Research suggests that adults who have developed a coherent perspective on their negative,
early attachment relationships (i.e., earned secures) do not reenact poor parenting practices with
their own children. However, no studies have addressed whether earned secures maintain
positive parenting under the pressures of aversive environmental conditions. This study tested
five alternative models that predict how earned secures parent under low and high stress in
comparison to adults who had a positive upbringing (i.e., continuous secures) and adults who
have an incoherent perspective on a troubled childhood (i.e., insecures). Only if earned secures
exhibit effective caregiving under high stress, in comparison to the other security groups, can it
be assumed that they have broken the intergenerational cycle of poor parenting. The Adult
Attachment Interview was used to classify 97 mothers as earned secure, continuous secure, and
insecure. Home observations of parenting and maternal self-reports of daily hassles (our stress
measure) were obtained when children were 27 months old.

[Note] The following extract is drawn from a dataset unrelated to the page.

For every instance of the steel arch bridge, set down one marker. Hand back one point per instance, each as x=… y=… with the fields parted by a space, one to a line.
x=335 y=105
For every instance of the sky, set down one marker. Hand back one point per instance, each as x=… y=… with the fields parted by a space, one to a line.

Planned comparisons revealed that
the diathesis-stress/incoherent present state of mind model most accurately predicted
parenting. Thus, under high stress, the earned secures parented equivalently to the continuous
secures and more positively than the insecures; under low stress no group differences were
obtained. These findings indicate that in a normative sample earned secures break the
intergenerational cycle and exhibit resilient parenting even under high stress conditions.